Dia beranjak menjauh dari air danau. Mengambil beberapa kayu bakar yang ada di samping rumahnya. Dia mulai menyalakan api untuk membakar ikan tangkapnnya. Sedangkan Rana mengakhiri menangkap ikan, dia sudah dapat lima ekor ikan yang cukup. Saat ini gadia kecil itu sibuk membersihkan ikan-ikan itu.
"Ini! Ayo bakar!" ucap Rana memberikan sebagian ikan tersebut pada Rana.
Keduanya sibuk membakar ikan-ikan itu hingga masak. Keduanya berlarian mendekati Gressylia yang masih saja siam tanpa bergerak sama sekali.
"Kak Gress! Ikannya sudah masak! Ayo kita makan!" seru Rana dan Rina bersamaan. Tapi, yang dipanggil itu tetap diam seakan tidak mendengar suara mereka.
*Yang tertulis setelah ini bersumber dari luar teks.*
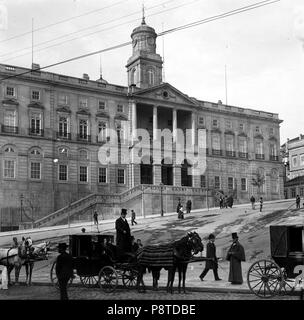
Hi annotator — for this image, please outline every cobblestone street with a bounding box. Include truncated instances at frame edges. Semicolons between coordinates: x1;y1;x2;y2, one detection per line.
0;285;299;300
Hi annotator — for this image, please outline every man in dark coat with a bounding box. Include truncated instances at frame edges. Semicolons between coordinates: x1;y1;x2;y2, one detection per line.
226;232;245;284
186;200;192;213
115;209;131;257
56;243;74;300
296;194;301;209
250;195;255;210
200;233;222;281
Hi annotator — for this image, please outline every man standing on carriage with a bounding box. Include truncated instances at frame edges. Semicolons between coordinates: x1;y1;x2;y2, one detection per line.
115;209;131;257
226;232;245;284
56;243;74;300
200;233;222;281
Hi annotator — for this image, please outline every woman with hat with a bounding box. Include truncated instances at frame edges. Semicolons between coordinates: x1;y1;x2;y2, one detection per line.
115;209;131;257
226;232;245;284
56;243;74;300
200;233;222;281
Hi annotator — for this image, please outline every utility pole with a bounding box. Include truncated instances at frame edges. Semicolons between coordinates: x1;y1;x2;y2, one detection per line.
159;182;164;217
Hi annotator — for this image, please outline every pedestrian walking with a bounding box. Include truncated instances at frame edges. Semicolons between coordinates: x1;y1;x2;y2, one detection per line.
250;195;255;210
186;199;192;213
56;243;74;300
177;204;184;219
226;232;245;284
260;197;263;212
115;209;131;257
137;239;143;248
131;210;137;226
12;237;19;248
131;236;139;254
93;210;98;225
227;196;233;209
220;196;224;209
223;195;228;209
296;194;301;209
93;210;99;232
176;198;182;213
200;233;222;281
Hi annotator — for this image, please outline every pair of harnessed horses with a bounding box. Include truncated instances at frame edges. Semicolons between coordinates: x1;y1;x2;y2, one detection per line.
136;232;204;293
0;240;49;285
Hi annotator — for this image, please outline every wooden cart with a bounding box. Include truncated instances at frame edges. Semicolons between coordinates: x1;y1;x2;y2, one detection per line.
247;225;304;298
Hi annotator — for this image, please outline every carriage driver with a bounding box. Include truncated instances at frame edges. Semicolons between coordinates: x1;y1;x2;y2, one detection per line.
115;209;131;257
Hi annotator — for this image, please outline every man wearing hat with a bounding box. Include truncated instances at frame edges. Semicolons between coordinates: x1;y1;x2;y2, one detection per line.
226;232;245;284
56;243;74;300
115;209;131;257
200;233;222;281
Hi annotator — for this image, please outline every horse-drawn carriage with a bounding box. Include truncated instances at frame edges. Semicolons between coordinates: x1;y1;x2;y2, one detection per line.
50;233;137;292
247;225;304;298
50;232;203;292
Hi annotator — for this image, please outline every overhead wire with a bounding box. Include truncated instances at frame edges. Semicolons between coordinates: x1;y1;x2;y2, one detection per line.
1;0;281;81
0;0;127;43
0;0;190;62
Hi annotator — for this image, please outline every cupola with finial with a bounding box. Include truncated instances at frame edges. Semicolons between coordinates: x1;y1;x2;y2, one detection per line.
126;7;163;89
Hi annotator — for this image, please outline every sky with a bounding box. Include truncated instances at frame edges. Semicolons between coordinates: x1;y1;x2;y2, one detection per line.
0;0;304;143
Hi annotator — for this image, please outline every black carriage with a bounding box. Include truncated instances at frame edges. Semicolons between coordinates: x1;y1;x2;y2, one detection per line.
51;233;138;292
247;225;304;298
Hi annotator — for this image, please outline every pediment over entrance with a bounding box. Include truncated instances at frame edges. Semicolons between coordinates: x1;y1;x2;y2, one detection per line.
133;83;199;107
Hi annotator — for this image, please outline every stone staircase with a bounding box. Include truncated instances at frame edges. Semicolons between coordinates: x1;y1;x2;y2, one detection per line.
34;185;142;228
34;185;206;228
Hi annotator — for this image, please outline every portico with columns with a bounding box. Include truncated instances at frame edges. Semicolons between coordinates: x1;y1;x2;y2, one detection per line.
129;89;199;187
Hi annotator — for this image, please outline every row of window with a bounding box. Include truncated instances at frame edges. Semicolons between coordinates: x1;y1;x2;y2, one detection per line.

Rana dan Rina saling bertukar pandang. Mereka merasa sangat iba melihat kakaknya demikian. Rana perlahan menggerakkan tangan mungilnya menyentuh pundak Gressylia.
"Kak Gress," panggil Rana dengan pelan. Gressylia akhirnya menoleh dan tersenyum kepada kedua adinya itu.
"Ada apa Rana, Rina?" tanya Gressylia kepada kedua adiknya yang menatapnya itu dengan wajah sedih.
"Kau terus melamun. Kita sudah membakar ikan, ikannya pasti lezat. Hari ini kita mendapatkan ikan-ikan yang besar. Ayo Kak!" ucap Rina sambil menarik tubuh Gressylia untuk duduk di tikar. Di sana sudah disiapkan makanan.